Vi proponiamo – in nostra traduzione – la lettera numero 936 bis pubblicata da Paix Liturgique il 16 maggio 2023, in cui – con incisiva sintesi – si riflette sul significato della parola «restaurazione» per un fedele cattolico, una parola sempre più spesso usata (anche da papa Francesco) con una sfumatura negativa.
Ma osservando i risultati «dell’implacabile sequenza di rotture imposte con la Tradizione» negli ultimi sessant’anni, ritorniamo a definirci con convinzione chi siamo: «“restauratori” della missione data da Cristo alla sua Chiesa, lavorando, con la preghiera e con tutti i mezzi, anche legali, per moltiplicare le famiglie cattoliche il cui statuto è quello della fedeltà alla Chiesa».
L.V.
Ci sono termini che, contrariamente allo spirito di chi li usa, si rivelano particolarmente lusinghieri nella loro attribuzione. Così è stato per il termine «straordinario» applicato alla liturgia tradizionale nel motu proprio «Summorum Pontificum» del defunto Papa Benedetto XVI. Era l’eccezionalità che si intendeva in questo modo, non la tolleranza per eccezione.
Nei giorni scorsi, il papa argentino ha criticato il «restaurazionismo» preconciliare che cerca di soffocare il respiro del Concilio Vaticano II. Il movimento che contesta lo smacco ecclesiale e che si aspetta che l’aggiornamento sia più distruttivo che costruttivo è stato giustamente chiamato pubblicamente. Ben venga, perché non c’è bisogno di usare un termine con una forte connotazione peggiorativa.
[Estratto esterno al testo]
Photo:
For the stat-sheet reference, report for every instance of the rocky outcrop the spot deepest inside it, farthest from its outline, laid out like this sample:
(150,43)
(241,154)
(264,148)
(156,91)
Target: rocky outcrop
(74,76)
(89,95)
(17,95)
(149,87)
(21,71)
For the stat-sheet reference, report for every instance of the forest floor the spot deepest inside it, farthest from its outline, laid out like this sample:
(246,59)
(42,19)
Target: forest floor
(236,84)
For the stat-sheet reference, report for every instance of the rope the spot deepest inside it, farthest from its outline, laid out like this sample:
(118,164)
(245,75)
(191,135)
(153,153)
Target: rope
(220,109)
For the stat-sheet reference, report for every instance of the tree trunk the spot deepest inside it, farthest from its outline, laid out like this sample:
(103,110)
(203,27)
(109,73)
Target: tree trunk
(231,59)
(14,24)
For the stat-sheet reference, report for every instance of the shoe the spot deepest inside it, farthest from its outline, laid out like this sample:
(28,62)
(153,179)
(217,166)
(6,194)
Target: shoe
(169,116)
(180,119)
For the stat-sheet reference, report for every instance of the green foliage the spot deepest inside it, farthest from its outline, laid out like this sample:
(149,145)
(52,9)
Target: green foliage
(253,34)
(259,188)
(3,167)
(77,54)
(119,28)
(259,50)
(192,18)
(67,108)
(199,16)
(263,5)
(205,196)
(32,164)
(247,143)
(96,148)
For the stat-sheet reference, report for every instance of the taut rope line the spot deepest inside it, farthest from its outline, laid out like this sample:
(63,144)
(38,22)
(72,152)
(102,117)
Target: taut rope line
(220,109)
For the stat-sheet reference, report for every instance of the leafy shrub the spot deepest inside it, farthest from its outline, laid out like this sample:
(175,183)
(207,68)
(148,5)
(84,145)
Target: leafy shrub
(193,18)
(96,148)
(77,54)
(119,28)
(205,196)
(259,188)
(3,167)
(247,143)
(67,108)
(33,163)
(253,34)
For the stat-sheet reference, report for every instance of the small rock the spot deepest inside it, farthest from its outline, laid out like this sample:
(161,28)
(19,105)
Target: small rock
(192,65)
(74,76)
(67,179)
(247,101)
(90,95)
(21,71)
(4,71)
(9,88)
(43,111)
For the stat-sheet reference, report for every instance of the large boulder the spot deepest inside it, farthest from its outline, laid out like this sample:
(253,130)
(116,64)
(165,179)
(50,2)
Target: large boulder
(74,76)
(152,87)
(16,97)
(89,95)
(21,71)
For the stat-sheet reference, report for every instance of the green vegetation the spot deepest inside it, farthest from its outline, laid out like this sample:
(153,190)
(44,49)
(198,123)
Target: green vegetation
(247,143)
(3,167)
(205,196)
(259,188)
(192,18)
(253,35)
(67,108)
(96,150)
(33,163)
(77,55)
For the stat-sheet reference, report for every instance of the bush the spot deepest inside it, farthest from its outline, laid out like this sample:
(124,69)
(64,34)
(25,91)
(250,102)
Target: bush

Dunque, il Concilio di Trento, nel XVI secolo, è stato un Concilio della Controriforma o il punto di partenza della Riforma cattolica (talvolta chiamata Riformazione), riprendendo in mano per amplificare e dispiegare i tesori ecclesiali troppo sacralizzati e non sufficientemente irrigati dai fedeli? Si trattava ovviamente di proteggere la Cristianità dal flagello luterano, fermento di eresia quanto di guerra civile differita, come la Guerra dei Trent’anni avrebbe tragicamente dimostrato nel cuore del Sacro Romano Impero. Ma si trattava ancor più di un riarmo spirituale e religioso, in vista della salvezza delle anime.
Il buon San Giovanni XXIII voleva introdurre aria fresca nella Chiesa. Sotto il suo sguardo vigile, la Curia si mise al lavoro per preparare i piani conciliari in questo spirito. L’arresto della lobby «montiniana» cambiò il corso delle cose e distolse l’Istituzione da qualsiasi lotta, poiché non conosceva più né il suo nemico né il suo avversario, fatta eccezione, naturalmente, per i fedeli che denunciarono l’arresto.
Riassumere in questo modo sessant’anni di perversione istituzionalizzata può scioccare chi non ha assistito, né è stato vittima in tempo reale, dell’implacabile sequenza di rotture imposte con la Tradizione. Il futuro avrebbe dovuto cantare la gloria della pace perpetua, non appena l’orgogliosa verità, sostenuta da alcuni e non da altri, avrebbe ceduto il passo alla sua subdola e divisiva idolatria. In pratica, le parrocchie si svuotarono, le «spretazioni» di massa stabilirono il nuovo e appetitoso lustro di un mondo che era stato combattuto, e i Vescovi abbandonarono ogni virtù di forza in cambio di falsi allori. La Chiesa rinunciò a indicare la via del cielo, sganciandosi dalla politica, che senza le sue luci era diventata la triste regina della notte perpetua.
Perciò, facciamoci percepire e designare come ci nomina il papa delle macerie. Siamo «restauratori» della missione data da Cristo alla sua Chiesa, lavorando, con la preghiera e con tutti i mezzi, anche legali, per moltiplicare le famiglie cattoliche il cui statuto è quello della fedeltà alla Chiesa, veramente militante, la Chiesa di sempre e non quella del potere occupante, virale, tossico del nostro triste presente.